自殺への偏見「ある」8割

 「自死遺児」全国調査の中間報告会で、発言する岡山県立大の大倉高志准教授=21日午後、岡山県総社市
 「自死遺児」全国調査の中間報告会で、発言する岡山県立大の大倉高志准教授=21日午後、岡山県総社市


岡山県立大(同県総社市)などは21日、子ども時代に親やきょうだいを自殺で亡くした「自死遺児」の実態や支援の在り方を探る全国調査で、社会に自殺への偏見や差別が「ある」とする回答が82%だったと公表した。中間報告の位置付けで、調査は今後も続ける。

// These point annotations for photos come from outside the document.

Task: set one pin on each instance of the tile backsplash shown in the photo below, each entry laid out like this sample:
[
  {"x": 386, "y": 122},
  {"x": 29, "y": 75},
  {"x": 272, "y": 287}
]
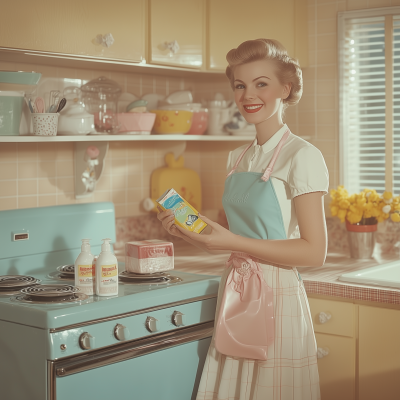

調査は岡山県立大と、遺族支援などに取り組む一般社団法人リヴオンが実施。昨春からオンライン形式で集めた71人分をまとめ、21日に大学で開かれた報告会で示した。
死別後に嫌だったことを複数回答可で尋ねると、親や親戚からの「口止め」が35・2%でトップ。「大人が自分の感情や不安を聞かない」が29・6%と続いた。
死別後、支援を巡る情報提供が「なかった」との回答は6割。実際の支援がなかったという回答も5割だった。望む支援として39人が「何でも話していい、聞いていいと伝えてほしい」を選んだ。
調査対象は0〜19歳で親やきょうだいを自殺で亡くした遺児。回答時点で18歳以上で、死別から6カ月以上が条件。500人の回答を目指す。